Un individuo, A.G.C., se había convertido en famoso cocinero sin tener noción alguna de cocina» Así se hablaba ayer de mi amigo Armando Guerra Calavera en los periódicos. He de decirles, para empezar, que su nombre y apellidos le cuadran, porque siempre ha estado, como buen «calavera», «armando guerra.» Y es que el tío estaba predestinado a ser un sinvergüenza. No sé, la verdad, cuándo se le ocurrió la feliz idea de montar un restaurante. Aunque el hecho de que le abandonara su amante tal vez fuera el detonante (¡menudo ripio!). Y es que esa santa mujer –y otras- se lo habían dado todo hecho. Armando no sabía, por tanto, lavar la ropa, planchar y, mucho menos, cocinar. De hecho, creía que los huevos se freían con cáscara y que ésta se iba derritiendo, entre terribles tormentos, en esa cosa redonda que cualquier hijo de vecino denomina sartén... Cierto día, Armando, acuciado por el hambre, se topó con una lechuga y una lata de atún, vestigios de gloriosos tiempos en los que sus mujeres se ocupaban de la compra... Aburrido, mezcló ambos elementos y, para no molestarse en masticar, los pasó por la batidora, de la que surgió una hermosa masa color pistacho. Como era un juguetón, cortó un pedazo de verdura en forma de vela náutica y la depositó con mimo sobre aquel extraño puré, al que decidió bautizar con el sonoro nombre de «Thon aux fines herbes méditerranéennes». No, no se crean que Armando supiera idiomas, no, pero para eso está Google. Y fue en ese preciso instante en el que tuvo la ocurrencia. Consciente de que en este país habita mucho pijo que confunde calidad con precio; relevancia social con lugar frecuentado y status con grosor factura, decidió montar, así, a las bravas, un restaurante para tales menesterosos, los de disfrazar su vacuidad y complejos.
Tras «sablear» (dar el sablazo) a amigos varios, logró inaugurar su primer local, al que denominó «Eden Bouche» que, a tenor del buscador, significa «El edén del paladar» («La Taberna de la Tía Paca» no le pareció apropiado).
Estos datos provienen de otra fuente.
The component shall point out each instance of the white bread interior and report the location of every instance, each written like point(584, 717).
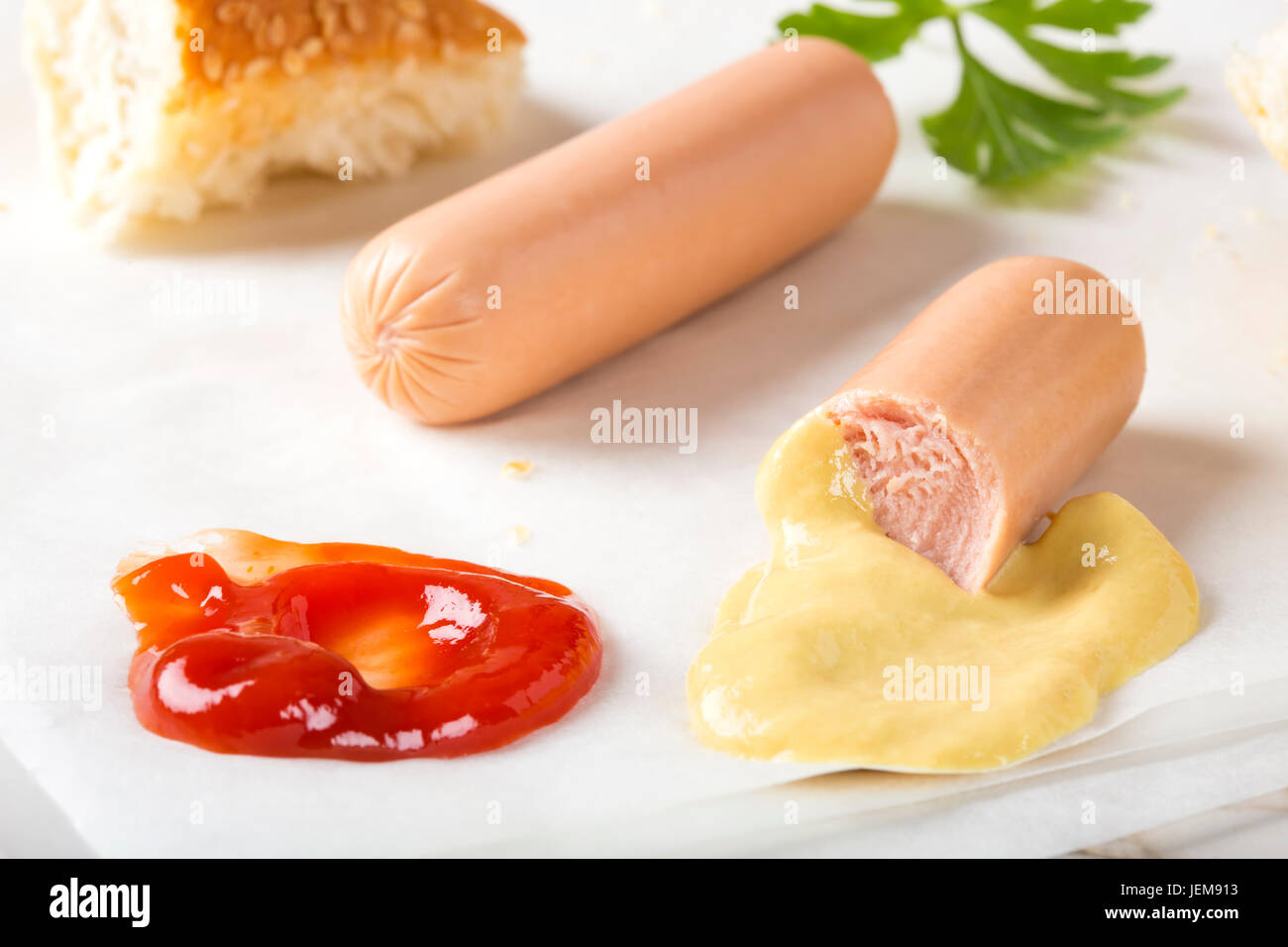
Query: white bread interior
point(1260, 84)
point(140, 125)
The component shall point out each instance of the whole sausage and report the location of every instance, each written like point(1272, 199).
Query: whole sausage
point(549, 266)
point(980, 414)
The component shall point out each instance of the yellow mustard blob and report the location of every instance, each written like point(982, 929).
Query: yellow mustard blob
point(848, 647)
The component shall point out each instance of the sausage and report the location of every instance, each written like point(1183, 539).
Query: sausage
point(973, 423)
point(549, 266)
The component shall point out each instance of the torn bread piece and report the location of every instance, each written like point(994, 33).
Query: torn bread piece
point(160, 108)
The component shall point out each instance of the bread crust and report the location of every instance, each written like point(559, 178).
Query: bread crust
point(228, 40)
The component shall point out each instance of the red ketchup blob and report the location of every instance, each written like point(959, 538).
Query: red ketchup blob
point(348, 651)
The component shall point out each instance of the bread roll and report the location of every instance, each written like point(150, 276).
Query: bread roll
point(159, 108)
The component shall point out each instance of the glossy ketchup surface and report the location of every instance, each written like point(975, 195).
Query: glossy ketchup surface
point(359, 652)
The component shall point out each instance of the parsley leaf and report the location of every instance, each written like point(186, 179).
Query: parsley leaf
point(1000, 132)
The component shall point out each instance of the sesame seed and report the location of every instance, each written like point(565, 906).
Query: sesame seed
point(292, 63)
point(355, 18)
point(277, 31)
point(213, 64)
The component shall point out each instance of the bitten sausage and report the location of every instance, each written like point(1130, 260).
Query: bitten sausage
point(528, 277)
point(977, 418)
Fiel a su nombre y apellidos, no se resistió a añadirle un segundo nombre al establecimiento, esta vez, y por lo de la globalización, redactado en alemán: «Posh Restaurant für Dummier», lo que, traducido, sería algo así como «Restaurante para pijos tontos». Era una provocación y un peligro. Pero, a la postre – y nunca también dicho- él había nacido para provocador... Y, ¡natural!, elaboró la carta: unas fresas con un plátano y un yogur caducado, batidos, se convirtieron en (aquí utilizó el italiano) «Fragole con banana e yogurt frullata scaduto – y evocando a 007- non mesolato» y un tetrabrick embotellado en un «vin pas cher gran reserva» (eso, según el traductor de marras). Cincuenta euritos por el Don Simón, cuarenta por las fragole y sesenta por la lechuga y todos tan contentos, que no hay mejor cornudo que el satisfecho...
Los clientes salían del «Posh Restaurant für Dummier» hambrientos, pero felices... Porque habían accedido a la alta cocina, esa que Armando bautizó como «Broyeur cuisine», cocina triturada... Sus ganancias aumentaron aún más cuando montó un puesto de perritos calientes y hamburguesas a la salida de su restaurante donde, disimuladamente, sus distinguidos clientes, una vez saciado el ego, saciaban también la panza...
Otros establecimientos, franquicias... Algunos detectaron el fraude, pero callaron por no evidenciar haber sido pardillos. Y el rey seguía desnudo...
¿Armando? Un día se cansó, vendió su imperio y se trasladó a Miami, donde se ha convertido en prestigioso pintor de arte moderno. La idea la tuvo cuando otro tipo de pintores, los de brocha, le salpicaron un sofá... ¿Su última obra? Un óleo blanco con una única manchita rosa. ¿Título? «The solitude of the Pink Panther» («La soledad de la Pantera Rosa»)
Y ahora les dejo... Imitando a Armando (¡a ver si hay suerte!) he de ir al super a por una lechuga y una lata de atún. O sea: «Devo andare al mercato a comprare un lechuca e una scatoletta di tonno».